Gleason was a beloved Irish comic whose success conferred a vicarious sense of achievement on unsuccessful Irish Americans. In this, he was heir to the mantle once worn by Jimmy Cagney, a tough little Mick if there ever was one, who was to the Irish what Frank Sinatra was to the Italians: the proud ethnic who refused to change his name or his attitude merely to get ahead.

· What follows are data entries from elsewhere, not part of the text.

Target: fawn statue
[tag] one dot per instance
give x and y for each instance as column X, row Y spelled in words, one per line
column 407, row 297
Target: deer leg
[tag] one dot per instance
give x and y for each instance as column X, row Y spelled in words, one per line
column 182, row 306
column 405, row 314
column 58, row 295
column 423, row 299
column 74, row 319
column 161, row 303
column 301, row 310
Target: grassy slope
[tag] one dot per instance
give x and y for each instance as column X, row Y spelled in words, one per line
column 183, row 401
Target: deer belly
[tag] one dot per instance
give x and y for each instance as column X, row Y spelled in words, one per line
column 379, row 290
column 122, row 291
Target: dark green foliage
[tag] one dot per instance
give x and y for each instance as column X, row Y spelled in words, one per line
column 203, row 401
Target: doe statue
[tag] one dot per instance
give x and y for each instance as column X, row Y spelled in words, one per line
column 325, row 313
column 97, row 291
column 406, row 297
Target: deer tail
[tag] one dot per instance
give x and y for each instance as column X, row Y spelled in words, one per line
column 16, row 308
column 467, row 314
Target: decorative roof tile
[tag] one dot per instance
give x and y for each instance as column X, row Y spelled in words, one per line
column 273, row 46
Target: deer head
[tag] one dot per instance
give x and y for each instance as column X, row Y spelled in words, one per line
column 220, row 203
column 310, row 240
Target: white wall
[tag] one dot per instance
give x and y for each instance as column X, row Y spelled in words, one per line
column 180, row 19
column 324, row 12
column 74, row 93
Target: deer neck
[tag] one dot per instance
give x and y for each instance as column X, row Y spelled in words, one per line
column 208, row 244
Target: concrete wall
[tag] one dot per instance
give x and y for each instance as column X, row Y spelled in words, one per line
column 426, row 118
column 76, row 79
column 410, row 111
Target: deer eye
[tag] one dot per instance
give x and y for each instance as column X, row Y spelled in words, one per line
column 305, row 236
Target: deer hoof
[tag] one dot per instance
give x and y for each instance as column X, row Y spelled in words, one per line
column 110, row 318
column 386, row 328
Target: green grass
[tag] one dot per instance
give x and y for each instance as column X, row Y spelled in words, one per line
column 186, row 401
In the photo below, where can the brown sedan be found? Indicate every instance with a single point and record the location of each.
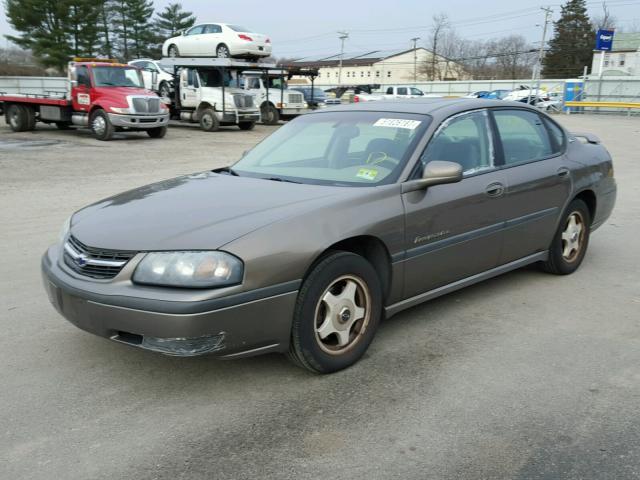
(337, 219)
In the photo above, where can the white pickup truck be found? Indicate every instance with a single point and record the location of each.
(277, 100)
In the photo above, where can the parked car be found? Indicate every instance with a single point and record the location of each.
(497, 94)
(318, 232)
(316, 97)
(478, 94)
(218, 40)
(152, 71)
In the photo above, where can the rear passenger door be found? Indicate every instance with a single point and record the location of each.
(531, 149)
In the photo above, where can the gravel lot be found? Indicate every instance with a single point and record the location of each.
(524, 376)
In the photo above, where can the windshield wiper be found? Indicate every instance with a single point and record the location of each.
(278, 179)
(228, 170)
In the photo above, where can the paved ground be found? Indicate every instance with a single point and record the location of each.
(525, 376)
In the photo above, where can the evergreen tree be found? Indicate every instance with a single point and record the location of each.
(172, 20)
(571, 48)
(43, 28)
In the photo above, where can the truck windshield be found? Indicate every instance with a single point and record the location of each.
(347, 148)
(117, 77)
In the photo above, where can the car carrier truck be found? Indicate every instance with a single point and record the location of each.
(99, 94)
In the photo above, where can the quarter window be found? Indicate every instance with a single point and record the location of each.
(523, 135)
(464, 139)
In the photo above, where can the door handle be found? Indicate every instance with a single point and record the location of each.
(494, 189)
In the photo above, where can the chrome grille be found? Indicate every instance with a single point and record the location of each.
(94, 262)
(296, 98)
(146, 104)
(243, 101)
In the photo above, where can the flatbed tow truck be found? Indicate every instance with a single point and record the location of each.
(103, 95)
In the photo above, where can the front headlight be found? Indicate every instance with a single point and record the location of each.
(189, 269)
(123, 111)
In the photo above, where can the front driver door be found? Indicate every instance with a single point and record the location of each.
(454, 231)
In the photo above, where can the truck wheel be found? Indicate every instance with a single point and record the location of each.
(17, 118)
(157, 132)
(101, 125)
(270, 115)
(208, 120)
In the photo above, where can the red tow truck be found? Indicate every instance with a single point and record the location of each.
(100, 94)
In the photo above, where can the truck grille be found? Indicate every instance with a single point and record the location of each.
(94, 262)
(146, 104)
(243, 101)
(296, 98)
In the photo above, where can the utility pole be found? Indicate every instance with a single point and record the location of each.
(342, 36)
(537, 71)
(415, 59)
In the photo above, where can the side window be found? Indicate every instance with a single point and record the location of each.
(82, 76)
(197, 30)
(523, 135)
(464, 139)
(558, 138)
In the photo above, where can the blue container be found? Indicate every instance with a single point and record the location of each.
(573, 91)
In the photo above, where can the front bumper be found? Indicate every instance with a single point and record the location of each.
(233, 326)
(140, 122)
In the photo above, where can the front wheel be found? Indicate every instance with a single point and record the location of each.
(336, 314)
(209, 121)
(157, 132)
(270, 115)
(101, 125)
(570, 242)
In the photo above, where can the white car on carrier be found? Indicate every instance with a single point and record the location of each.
(218, 40)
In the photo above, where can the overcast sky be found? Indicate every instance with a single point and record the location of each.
(305, 28)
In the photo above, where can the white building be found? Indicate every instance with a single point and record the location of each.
(381, 67)
(623, 59)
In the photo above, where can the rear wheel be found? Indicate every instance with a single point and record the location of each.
(17, 118)
(101, 125)
(570, 243)
(270, 115)
(336, 314)
(223, 51)
(157, 132)
(209, 121)
(173, 51)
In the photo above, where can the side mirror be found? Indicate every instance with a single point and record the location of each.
(435, 173)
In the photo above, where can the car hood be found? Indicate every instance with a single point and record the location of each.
(195, 212)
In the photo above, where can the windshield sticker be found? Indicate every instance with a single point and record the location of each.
(367, 173)
(397, 123)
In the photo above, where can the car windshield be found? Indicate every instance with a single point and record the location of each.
(238, 28)
(117, 77)
(337, 148)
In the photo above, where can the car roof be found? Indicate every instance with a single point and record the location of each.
(436, 107)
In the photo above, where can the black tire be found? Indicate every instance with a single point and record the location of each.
(563, 257)
(270, 114)
(307, 348)
(173, 51)
(209, 121)
(17, 118)
(164, 90)
(222, 51)
(101, 125)
(157, 132)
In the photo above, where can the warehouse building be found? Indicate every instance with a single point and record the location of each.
(382, 67)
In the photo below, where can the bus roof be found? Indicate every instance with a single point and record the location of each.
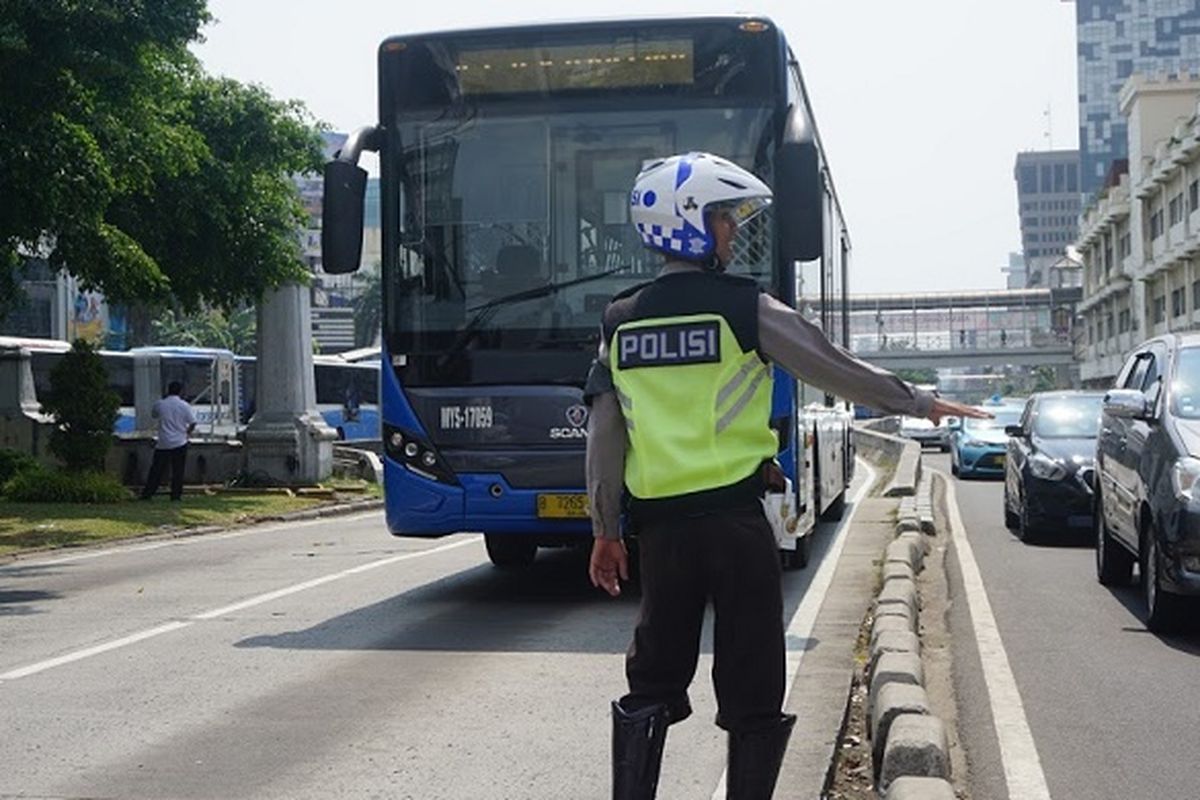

Gleason, who seemed less plangently Irish than Cagney but Irish all the same, had starred in a popular show called
The Honeymooners
in the early days of television and had performed admirably as a pool shark in the 1961 film
The Hustler
. Cagney’s mother, it just so happened, was part Norwegian. But never mind.
Now, a decade after
The Honeymooners
had ceased taping, Gleason hosted a popular variety show that originated in Miami Beach. The show featured an assortment of comic skits, some of them funny, some less so. Each and every broadcast ended with Gleason in the role of an irascible bartender conducting an exasperating conversation with a barfly named Crazy Guggenheim. Crazy Guggenheim was a daffy, incoherent drunk, a fountain of malapropisms and homespun idiocy. My father adored this character; the closing segment in the taproom was the high point of his week. The sequence always wound up with Frank Fontaine, the man who played Crazy Guggenheim, turning on the just-add-water charm that is the stock-in-trade of the Irish and warbling some mawkish ditty like “Let Me Call You Sweetheart” or “I Love You Truly.” Fontaine’s comic material was pitiful, and his singing was worse: phony, sentimental, needy. I loathed both him and his alter ego; I hated the way he repackaged a vice that had ravaged a million families into something innocuous, laughable, sweet: a cute ethnic tic, like the funny little Frenchman with his beret, his Gauloise, and his baguette. Gleason’s addled associate was widely viewed as a lush, a rummy, or a tippler who’d had a snootful, when what he was, in fact, was a drunk. This is the term I have long preferred when describing an alcoholic, because its harsh, primordial texture captures the essence of the beast. “Drunk” is a coarse, besodden word that deprives the waterlogged quadruped of even the tiniest pretension to dignity. It makes a drunk sound like what he is.